SQL Aggregation

GROUP BY Clause

Collapse thousands of rows into meaningful summaries with grouping and aggregation.

Grouping — bucket rows by one or more columns
Aggregation — compute COUNT, SUM, AVG, MIN, MAX per group
Filtering Groups — use HAVING to filter after aggregation Turn detail into insight.

What Is GROUP BY?

DfGROUP BY

The GROUP BY clause divides a result set into groups based on the values in one or more columns. Aggregate functions (COUNT, SUM, AVG, MIN, MAX) are then applied to each group, producing one output row per group. It is the foundation of data aggregation in SQL.
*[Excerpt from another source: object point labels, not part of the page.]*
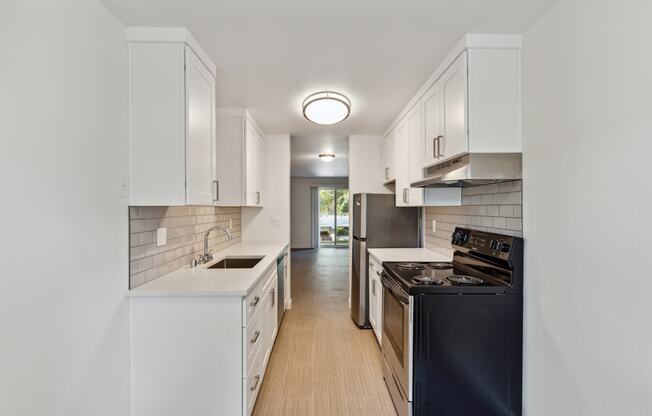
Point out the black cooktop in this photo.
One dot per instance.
(417, 278)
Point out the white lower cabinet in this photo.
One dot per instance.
(202, 355)
(375, 297)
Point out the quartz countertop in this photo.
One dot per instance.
(407, 255)
(202, 281)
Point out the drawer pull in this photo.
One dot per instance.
(253, 388)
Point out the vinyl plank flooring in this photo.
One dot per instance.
(322, 364)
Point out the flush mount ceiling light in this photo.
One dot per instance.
(326, 157)
(326, 107)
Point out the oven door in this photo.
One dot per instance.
(397, 338)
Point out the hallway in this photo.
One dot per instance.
(322, 364)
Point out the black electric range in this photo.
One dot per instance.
(441, 277)
(452, 332)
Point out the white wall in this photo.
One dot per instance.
(257, 222)
(587, 219)
(64, 346)
(365, 165)
(301, 207)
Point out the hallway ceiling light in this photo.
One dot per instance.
(326, 157)
(326, 107)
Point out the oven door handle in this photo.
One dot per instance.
(394, 288)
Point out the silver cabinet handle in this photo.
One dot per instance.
(437, 147)
(253, 388)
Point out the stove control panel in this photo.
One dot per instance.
(494, 245)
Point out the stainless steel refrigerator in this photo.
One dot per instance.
(377, 223)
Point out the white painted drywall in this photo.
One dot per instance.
(587, 73)
(365, 165)
(301, 207)
(257, 222)
(64, 346)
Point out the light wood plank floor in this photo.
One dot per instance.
(322, 364)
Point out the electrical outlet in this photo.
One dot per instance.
(161, 236)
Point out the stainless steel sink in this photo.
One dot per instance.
(236, 263)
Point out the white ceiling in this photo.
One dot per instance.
(271, 54)
(306, 163)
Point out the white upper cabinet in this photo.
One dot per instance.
(388, 158)
(172, 118)
(474, 106)
(401, 163)
(446, 115)
(470, 104)
(415, 139)
(432, 125)
(408, 150)
(200, 131)
(241, 160)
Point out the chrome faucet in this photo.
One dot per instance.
(208, 255)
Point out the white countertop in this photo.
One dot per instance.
(202, 281)
(407, 255)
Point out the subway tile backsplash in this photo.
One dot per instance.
(496, 208)
(185, 238)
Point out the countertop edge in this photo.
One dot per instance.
(152, 293)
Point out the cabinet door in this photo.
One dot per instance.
(388, 158)
(200, 132)
(252, 175)
(414, 196)
(262, 170)
(379, 309)
(432, 125)
(270, 317)
(372, 298)
(402, 163)
(454, 89)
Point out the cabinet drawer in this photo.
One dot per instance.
(252, 303)
(251, 384)
(253, 338)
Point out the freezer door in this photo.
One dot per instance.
(359, 295)
(360, 215)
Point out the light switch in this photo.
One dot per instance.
(161, 236)
(124, 187)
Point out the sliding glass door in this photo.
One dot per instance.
(333, 217)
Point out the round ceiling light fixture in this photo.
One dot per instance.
(326, 107)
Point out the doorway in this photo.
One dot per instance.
(333, 224)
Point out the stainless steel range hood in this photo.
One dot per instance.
(473, 169)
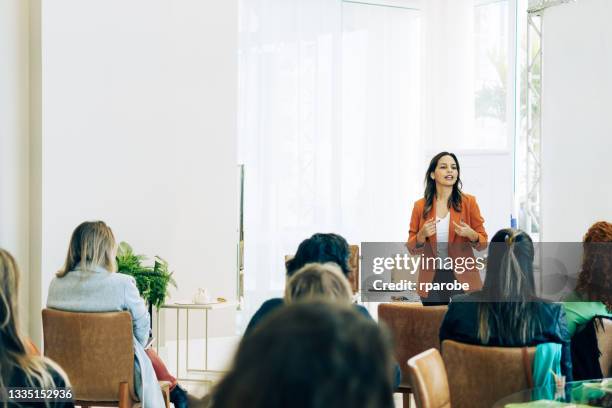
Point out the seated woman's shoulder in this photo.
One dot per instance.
(467, 298)
(59, 379)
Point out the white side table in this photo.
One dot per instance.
(178, 306)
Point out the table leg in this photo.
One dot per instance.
(187, 342)
(206, 340)
(177, 341)
(157, 331)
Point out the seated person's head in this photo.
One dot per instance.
(509, 303)
(92, 245)
(510, 266)
(17, 365)
(310, 355)
(321, 248)
(595, 278)
(318, 281)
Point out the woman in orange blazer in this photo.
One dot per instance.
(446, 223)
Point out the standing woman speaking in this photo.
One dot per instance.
(445, 215)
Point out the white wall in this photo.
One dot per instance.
(577, 120)
(138, 129)
(14, 133)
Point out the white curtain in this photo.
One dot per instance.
(329, 127)
(341, 105)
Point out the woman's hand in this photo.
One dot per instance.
(428, 229)
(464, 230)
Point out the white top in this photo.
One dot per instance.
(442, 231)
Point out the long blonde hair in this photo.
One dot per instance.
(318, 281)
(92, 244)
(13, 348)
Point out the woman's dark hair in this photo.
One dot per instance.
(595, 279)
(508, 294)
(321, 248)
(430, 185)
(310, 355)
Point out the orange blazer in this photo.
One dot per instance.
(462, 247)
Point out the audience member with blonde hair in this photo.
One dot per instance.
(310, 354)
(19, 367)
(88, 283)
(318, 281)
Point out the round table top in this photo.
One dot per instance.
(578, 394)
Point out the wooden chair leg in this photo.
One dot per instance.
(165, 387)
(124, 396)
(406, 400)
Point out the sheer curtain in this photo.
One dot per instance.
(329, 128)
(341, 106)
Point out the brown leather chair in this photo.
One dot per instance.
(479, 376)
(429, 380)
(604, 341)
(415, 328)
(96, 351)
(353, 263)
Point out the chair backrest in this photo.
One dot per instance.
(353, 263)
(429, 380)
(95, 349)
(481, 375)
(415, 328)
(604, 341)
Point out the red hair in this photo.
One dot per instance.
(595, 279)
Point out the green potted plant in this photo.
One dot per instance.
(152, 281)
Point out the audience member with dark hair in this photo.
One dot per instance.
(319, 281)
(320, 248)
(507, 312)
(593, 294)
(310, 355)
(19, 366)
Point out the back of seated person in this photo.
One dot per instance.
(18, 365)
(506, 312)
(318, 281)
(591, 299)
(593, 294)
(319, 248)
(88, 282)
(310, 354)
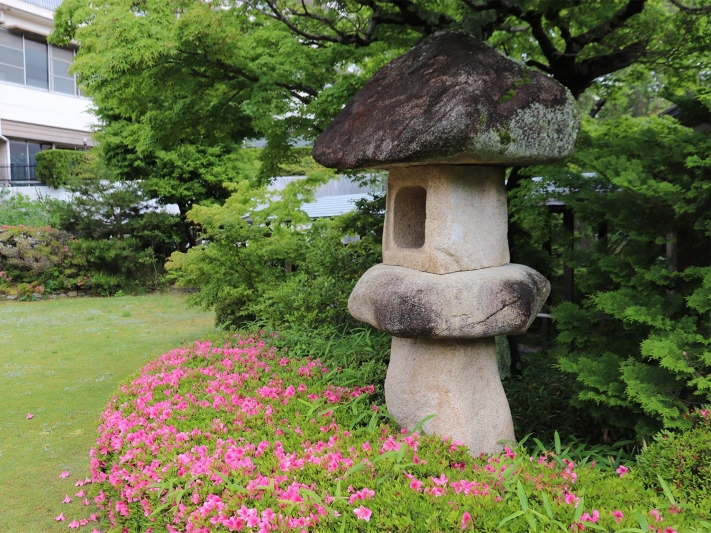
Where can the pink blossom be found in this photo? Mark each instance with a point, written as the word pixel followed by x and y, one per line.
pixel 363 513
pixel 571 498
pixel 441 480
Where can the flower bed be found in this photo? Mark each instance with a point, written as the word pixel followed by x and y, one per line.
pixel 241 438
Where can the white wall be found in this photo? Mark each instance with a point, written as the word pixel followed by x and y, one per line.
pixel 38 106
pixel 18 14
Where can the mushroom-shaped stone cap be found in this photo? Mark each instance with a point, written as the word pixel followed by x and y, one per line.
pixel 452 100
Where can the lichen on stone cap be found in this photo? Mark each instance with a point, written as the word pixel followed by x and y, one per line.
pixel 452 100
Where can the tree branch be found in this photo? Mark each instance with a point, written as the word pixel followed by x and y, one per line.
pixel 692 10
pixel 604 29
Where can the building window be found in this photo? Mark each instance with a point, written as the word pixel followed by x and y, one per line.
pixel 23 161
pixel 36 64
pixel 12 58
pixel 62 81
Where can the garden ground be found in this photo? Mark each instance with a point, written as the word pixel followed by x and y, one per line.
pixel 60 361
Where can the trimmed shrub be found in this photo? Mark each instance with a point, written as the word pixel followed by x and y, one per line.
pixel 39 256
pixel 683 460
pixel 57 168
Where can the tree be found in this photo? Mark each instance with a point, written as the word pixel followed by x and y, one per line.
pixel 637 339
pixel 187 77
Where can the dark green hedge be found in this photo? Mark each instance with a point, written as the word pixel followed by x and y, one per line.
pixel 56 168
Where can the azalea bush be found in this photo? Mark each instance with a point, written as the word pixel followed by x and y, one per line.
pixel 240 436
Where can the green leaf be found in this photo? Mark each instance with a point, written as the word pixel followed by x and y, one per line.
pixel 512 516
pixel 418 426
pixel 522 496
pixel 547 506
pixel 666 489
pixel 579 511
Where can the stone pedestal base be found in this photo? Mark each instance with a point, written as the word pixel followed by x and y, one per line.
pixel 457 380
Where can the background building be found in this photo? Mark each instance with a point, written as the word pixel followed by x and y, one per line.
pixel 40 104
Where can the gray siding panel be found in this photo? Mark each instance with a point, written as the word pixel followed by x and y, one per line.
pixel 35 132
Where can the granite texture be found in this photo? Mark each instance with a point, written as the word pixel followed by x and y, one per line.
pixel 458 382
pixel 463 305
pixel 452 100
pixel 457 221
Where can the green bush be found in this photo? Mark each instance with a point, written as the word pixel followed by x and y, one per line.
pixel 263 259
pixel 683 460
pixel 17 209
pixel 40 256
pixel 57 168
pixel 636 340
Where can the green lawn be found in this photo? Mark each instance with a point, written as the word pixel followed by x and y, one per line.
pixel 61 360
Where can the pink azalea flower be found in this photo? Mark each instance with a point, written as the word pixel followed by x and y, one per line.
pixel 363 513
pixel 441 480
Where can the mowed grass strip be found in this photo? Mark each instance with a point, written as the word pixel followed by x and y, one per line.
pixel 61 360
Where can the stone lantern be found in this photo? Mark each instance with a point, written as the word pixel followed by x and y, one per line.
pixel 445 119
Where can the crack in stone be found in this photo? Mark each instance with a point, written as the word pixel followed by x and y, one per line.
pixel 468 323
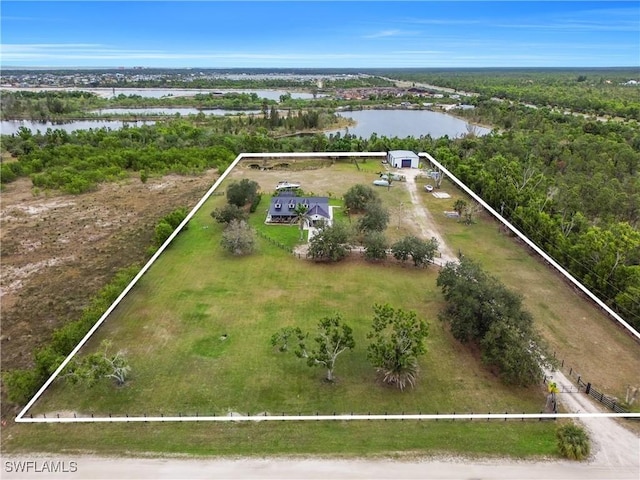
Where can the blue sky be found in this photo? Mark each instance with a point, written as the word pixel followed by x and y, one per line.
pixel 311 34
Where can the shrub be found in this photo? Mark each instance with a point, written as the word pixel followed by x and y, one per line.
pixel 21 385
pixel 229 213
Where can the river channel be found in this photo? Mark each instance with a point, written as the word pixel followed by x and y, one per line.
pixel 388 123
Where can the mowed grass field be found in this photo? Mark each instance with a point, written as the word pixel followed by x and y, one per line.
pixel 196 330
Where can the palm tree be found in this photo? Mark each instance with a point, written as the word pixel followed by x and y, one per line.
pixel 301 217
pixel 551 398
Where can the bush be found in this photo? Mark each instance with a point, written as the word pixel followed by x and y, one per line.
pixel 21 385
pixel 255 202
pixel 228 213
pixel 573 442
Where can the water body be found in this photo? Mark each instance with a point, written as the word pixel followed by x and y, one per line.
pixel 407 123
pixel 8 127
pixel 388 123
pixel 170 111
pixel 167 92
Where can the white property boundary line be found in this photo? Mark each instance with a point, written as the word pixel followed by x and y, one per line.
pixel 22 418
pixel 341 417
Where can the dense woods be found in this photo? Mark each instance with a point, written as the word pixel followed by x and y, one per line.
pixel 570 182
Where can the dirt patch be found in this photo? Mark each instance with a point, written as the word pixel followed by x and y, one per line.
pixel 57 250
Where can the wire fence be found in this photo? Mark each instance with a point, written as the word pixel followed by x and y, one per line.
pixel 609 401
pixel 437 416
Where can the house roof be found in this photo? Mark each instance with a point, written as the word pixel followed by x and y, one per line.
pixel 403 153
pixel 284 206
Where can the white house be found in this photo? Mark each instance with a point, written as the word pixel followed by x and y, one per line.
pixel 403 159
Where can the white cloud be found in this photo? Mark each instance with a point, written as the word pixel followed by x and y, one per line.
pixel 392 33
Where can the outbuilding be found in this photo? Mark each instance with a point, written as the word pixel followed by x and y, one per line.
pixel 403 159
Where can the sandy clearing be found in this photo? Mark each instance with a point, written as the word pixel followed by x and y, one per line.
pixel 424 219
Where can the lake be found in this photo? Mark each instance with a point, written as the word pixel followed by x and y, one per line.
pixel 166 92
pixel 407 123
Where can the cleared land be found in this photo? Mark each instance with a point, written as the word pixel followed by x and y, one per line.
pixel 58 250
pixel 173 323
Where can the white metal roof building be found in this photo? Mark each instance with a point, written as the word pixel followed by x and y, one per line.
pixel 403 159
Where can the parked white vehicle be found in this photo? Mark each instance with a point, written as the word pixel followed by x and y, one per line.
pixel 287 186
pixel 381 183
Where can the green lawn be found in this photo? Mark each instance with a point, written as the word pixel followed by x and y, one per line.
pixel 196 330
pixel 197 327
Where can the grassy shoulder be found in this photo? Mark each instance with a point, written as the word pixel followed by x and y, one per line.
pixel 396 439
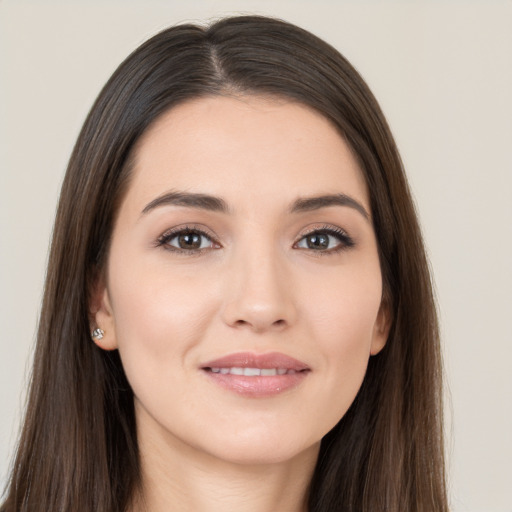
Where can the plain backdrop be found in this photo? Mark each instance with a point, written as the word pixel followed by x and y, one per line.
pixel 442 72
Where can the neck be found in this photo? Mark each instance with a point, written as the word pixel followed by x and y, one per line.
pixel 174 474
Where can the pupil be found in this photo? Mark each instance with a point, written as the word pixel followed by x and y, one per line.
pixel 318 241
pixel 190 241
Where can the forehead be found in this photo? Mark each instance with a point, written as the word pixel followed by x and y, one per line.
pixel 235 147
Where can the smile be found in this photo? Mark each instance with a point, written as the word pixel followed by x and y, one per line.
pixel 257 375
pixel 253 372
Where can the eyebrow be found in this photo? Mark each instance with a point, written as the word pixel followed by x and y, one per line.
pixel 216 204
pixel 191 200
pixel 315 203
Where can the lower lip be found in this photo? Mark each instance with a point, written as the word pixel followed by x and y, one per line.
pixel 258 386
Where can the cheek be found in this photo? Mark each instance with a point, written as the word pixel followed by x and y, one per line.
pixel 159 315
pixel 342 319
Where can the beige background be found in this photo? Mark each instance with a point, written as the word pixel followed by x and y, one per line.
pixel 443 74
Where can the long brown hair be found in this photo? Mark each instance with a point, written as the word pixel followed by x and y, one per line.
pixel 78 447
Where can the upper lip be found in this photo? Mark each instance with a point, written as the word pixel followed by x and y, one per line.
pixel 253 360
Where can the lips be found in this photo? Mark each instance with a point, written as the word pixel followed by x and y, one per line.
pixel 256 375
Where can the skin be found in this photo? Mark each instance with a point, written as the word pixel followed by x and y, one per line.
pixel 255 286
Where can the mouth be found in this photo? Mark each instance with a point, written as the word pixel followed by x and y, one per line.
pixel 256 375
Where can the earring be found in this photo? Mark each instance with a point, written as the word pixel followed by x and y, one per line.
pixel 97 334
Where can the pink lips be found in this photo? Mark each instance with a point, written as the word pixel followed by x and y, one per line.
pixel 256 375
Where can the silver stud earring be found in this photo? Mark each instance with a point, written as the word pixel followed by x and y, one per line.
pixel 97 334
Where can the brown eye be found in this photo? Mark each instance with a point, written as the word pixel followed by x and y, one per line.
pixel 325 240
pixel 317 241
pixel 188 240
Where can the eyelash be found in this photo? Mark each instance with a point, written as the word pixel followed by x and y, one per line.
pixel 345 241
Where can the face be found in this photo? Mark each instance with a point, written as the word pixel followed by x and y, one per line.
pixel 243 287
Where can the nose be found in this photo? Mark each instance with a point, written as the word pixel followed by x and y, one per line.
pixel 259 293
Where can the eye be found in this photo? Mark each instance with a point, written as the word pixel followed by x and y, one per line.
pixel 325 240
pixel 187 239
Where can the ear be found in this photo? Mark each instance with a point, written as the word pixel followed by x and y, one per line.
pixel 381 328
pixel 101 315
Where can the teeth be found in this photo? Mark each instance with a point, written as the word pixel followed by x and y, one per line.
pixel 253 372
pixel 249 372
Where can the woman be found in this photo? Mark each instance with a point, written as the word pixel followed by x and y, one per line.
pixel 236 234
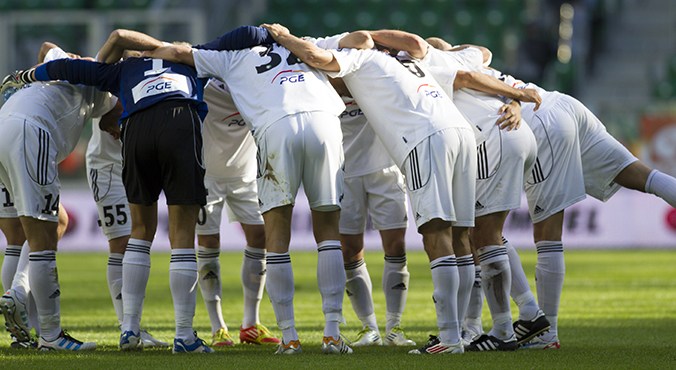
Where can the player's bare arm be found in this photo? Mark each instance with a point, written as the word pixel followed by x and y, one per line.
pixel 108 122
pixel 442 45
pixel 510 116
pixel 491 85
pixel 309 53
pixel 357 40
pixel 44 49
pixel 172 53
pixel 121 40
pixel 400 40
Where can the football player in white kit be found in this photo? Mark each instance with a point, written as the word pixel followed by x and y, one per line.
pixel 411 115
pixel 576 156
pixel 103 161
pixel 39 127
pixel 15 271
pixel 506 159
pixel 374 188
pixel 230 160
pixel 293 115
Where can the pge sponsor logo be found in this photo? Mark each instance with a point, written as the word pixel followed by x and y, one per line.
pixel 234 120
pixel 430 91
pixel 296 78
pixel 351 113
pixel 167 82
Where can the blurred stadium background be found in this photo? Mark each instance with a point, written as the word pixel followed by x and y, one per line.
pixel 617 56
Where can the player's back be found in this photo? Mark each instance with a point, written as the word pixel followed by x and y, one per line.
pixel 402 101
pixel 229 148
pixel 268 83
pixel 60 108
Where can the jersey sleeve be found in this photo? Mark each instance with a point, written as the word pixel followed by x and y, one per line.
pixel 103 76
pixel 211 63
pixel 329 42
pixel 54 54
pixel 240 38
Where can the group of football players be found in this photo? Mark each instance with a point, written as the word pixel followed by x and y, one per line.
pixel 362 121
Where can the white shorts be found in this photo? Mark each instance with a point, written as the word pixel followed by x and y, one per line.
pixel 240 199
pixel 301 148
pixel 28 168
pixel 106 185
pixel 441 177
pixel 381 195
pixel 7 209
pixel 505 161
pixel 576 156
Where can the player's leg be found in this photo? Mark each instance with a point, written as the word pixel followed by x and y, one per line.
pixel 451 167
pixel 638 176
pixel 183 269
pixel 358 284
pixel 253 275
pixel 242 206
pixel 136 271
pixel 532 321
pixel 471 325
pixel 11 227
pixel 495 271
pixel 550 271
pixel 323 180
pixel 388 210
pixel 395 284
pixel 279 282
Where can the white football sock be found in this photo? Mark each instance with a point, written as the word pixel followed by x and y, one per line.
pixel 520 290
pixel 395 287
pixel 359 290
pixel 662 185
pixel 279 285
pixel 549 274
pixel 496 279
pixel 331 282
pixel 183 283
pixel 210 285
pixel 12 253
pixel 135 273
pixel 114 278
pixel 253 283
pixel 20 283
pixel 46 291
pixel 465 283
pixel 445 280
pixel 476 304
pixel 22 289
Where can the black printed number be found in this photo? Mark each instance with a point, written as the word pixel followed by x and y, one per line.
pixel 51 207
pixel 110 217
pixel 8 199
pixel 275 60
pixel 412 67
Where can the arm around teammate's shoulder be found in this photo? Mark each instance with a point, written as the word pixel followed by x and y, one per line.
pixel 309 53
pixel 172 53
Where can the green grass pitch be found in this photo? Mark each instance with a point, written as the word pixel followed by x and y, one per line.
pixel 618 311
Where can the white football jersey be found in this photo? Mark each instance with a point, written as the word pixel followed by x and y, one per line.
pixel 269 83
pixel 60 108
pixel 401 100
pixel 480 109
pixel 364 153
pixel 229 148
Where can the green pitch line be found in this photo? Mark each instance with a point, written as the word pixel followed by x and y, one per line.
pixel 618 310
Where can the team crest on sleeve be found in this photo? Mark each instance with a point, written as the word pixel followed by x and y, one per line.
pixel 164 83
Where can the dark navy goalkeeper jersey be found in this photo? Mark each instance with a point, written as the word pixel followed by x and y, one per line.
pixel 138 82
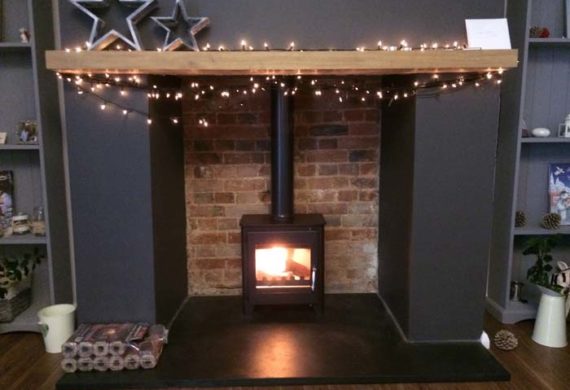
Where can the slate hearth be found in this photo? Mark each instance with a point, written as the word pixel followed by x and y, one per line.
pixel 354 342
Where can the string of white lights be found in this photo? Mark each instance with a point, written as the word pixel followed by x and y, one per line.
pixel 343 90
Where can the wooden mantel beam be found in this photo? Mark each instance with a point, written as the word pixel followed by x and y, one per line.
pixel 246 63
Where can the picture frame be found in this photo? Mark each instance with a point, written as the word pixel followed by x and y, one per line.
pixel 27 132
pixel 559 191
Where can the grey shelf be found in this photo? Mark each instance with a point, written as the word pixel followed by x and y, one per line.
pixel 26 239
pixel 30 92
pixel 27 321
pixel 10 46
pixel 19 147
pixel 540 231
pixel 536 94
pixel 546 140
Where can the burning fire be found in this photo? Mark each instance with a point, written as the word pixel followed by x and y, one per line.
pixel 283 262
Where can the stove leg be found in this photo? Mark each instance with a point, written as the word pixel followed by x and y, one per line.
pixel 247 309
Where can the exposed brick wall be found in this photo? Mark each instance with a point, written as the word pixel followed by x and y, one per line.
pixel 227 175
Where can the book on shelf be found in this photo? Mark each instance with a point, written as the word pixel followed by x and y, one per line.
pixel 559 191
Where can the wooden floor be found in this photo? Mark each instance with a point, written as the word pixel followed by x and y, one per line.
pixel 25 366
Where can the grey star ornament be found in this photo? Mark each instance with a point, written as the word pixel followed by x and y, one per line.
pixel 99 41
pixel 174 40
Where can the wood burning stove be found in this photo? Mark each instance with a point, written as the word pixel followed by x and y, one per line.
pixel 282 253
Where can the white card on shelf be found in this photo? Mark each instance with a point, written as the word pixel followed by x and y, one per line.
pixel 489 34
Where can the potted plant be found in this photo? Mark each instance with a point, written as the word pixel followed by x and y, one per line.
pixel 15 283
pixel 550 324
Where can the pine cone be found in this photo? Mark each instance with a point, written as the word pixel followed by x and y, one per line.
pixel 551 221
pixel 505 340
pixel 520 219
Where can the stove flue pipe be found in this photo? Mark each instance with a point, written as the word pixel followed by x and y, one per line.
pixel 282 128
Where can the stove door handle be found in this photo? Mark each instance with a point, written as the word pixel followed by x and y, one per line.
pixel 313 279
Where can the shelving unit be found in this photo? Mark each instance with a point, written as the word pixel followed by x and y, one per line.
pixel 29 92
pixel 536 94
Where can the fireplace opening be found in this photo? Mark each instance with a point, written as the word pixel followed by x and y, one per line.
pixel 283 253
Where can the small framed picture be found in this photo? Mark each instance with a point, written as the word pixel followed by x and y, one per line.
pixel 28 132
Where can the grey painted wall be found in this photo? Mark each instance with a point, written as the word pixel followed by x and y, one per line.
pixel 110 175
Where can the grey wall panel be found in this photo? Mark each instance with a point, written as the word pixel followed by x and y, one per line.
pixel 311 23
pixel 396 193
pixel 51 153
pixel 456 138
pixel 548 89
pixel 168 203
pixel 16 76
pixel 111 206
pixel 509 126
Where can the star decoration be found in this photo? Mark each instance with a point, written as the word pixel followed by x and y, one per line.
pixel 176 39
pixel 99 40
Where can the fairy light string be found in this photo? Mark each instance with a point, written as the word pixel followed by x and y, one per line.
pixel 342 90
SELECT department, COUNT(*) AS employee_count
FROM employees
GROUP BY department;

Any column in the SELECT list that is not wrapped in an aggregate function must appear in the GROUP BY clause. Most databases enforce this rule strictly.

Syntax

SELECT
    column1,
    aggregate_function(column2)
FROM table_name
GROUP BY column1;

Element	Purpose
`GROUP BY`	Defines the grouping column(s)
`SELECT`	Columns to display — must be aggregated or in GROUP BY
Aggregate function	COUNT, SUM, AVG, MIN, MAX, etc.

Basic Example

-- Count employees and average salary per department
SELECT
    department,
    COUNT(*) AS employee_count,
    ROUND(AVG(salary), 2) AS avg_salary
FROM employees
GROUP BY department
ORDER BY avg_salary DESC;

Single Column Grouping

-- Total salary expenditure per department
SELECT
    department,
    COUNT(*) AS headcount,
    SUM(salary) AS total_salary,
    MIN(salary) AS min_salary,
    MAX(salary) AS max_salary
FROM employees
GROUP BY department;

Department	Headcount	Total Salary	Min
Engineering	45	$4,500,000 \|$ 60,000	$150,000
Marketing	20	$1,600,000 \|$ 45,000	$110,000
Sales	35	$2,450,000 \|$ 40,000	$120,000

Multiple Column Grouping

-- Breakdown by department and job title
SELECT
    department,
    job_title,
    COUNT(*) AS employee_count,
    AVG(salary) AS avg_salary
FROM employees
GROUP BY department, job_title
ORDER BY department, avg_salary DESC;

-- Monthly revenue by product
SELECT
    YEAR(order_date) AS order_year,
    MONTH(order_date) AS order_month,
    product_id,
    COUNT(*) AS order_count,
    SUM(total_amount) AS total_revenue
FROM orders
GROUP BY YEAR(order_date), MONTH(order_date), product_id
ORDER BY order_year, order_month, total_revenue DESC;

WHERE vs HAVING

Clause	Filters	Timing	Can Use Aggregates
`WHERE`	Individual rows	Before GROUP BY	No
`HAVING`	Groups	After GROUP BY	Yes

Query Execution Order

-- WHERE filters rows first, then GROUP BY groups, then HAVING filters groups
SELECT
    department,
    COUNT(*) AS emp_count,
    AVG(salary) AS avg_salary
FROM employees
WHERE status = 'Active'            -- Step 1: filter rows
GROUP BY department                 -- Step 2: group remaining rows
HAVING AVG(salary) > 75000         -- Step 3: filter groups
ORDER BY avg_salary DESC;          -- Step 4: sort

Examples

-- WHERE: filter before grouping (only active employees)
SELECT department, COUNT(*) AS emp_count
FROM employees
WHERE status = 'Active'
GROUP BY department;

-- HAVING: filter after grouping (departments with more than 5 people)
SELECT department, COUNT(*) AS emp_count
FROM employees
GROUP BY department
HAVING COUNT(*) > 5;

-- Combined: active employees, grouped, then filter high-paying departments
SELECT
    department,
    COUNT(*) AS emp_count,
    AVG(salary) AS avg_salary
FROM employees
WHERE status = 'Active'
GROUP BY department
HAVING AVG(salary) > 75000
ORDER BY avg_salary DESC;

You cannot use aggregate functions in a WHERE clause. WHERE COUNT(*) > 5 is invalid — use HAVING instead. Conversely, you cannot use column aliases in HAVING — repeat the full expression.

GROUP BY with NULLs

NULL values form their own group in GROUP BY.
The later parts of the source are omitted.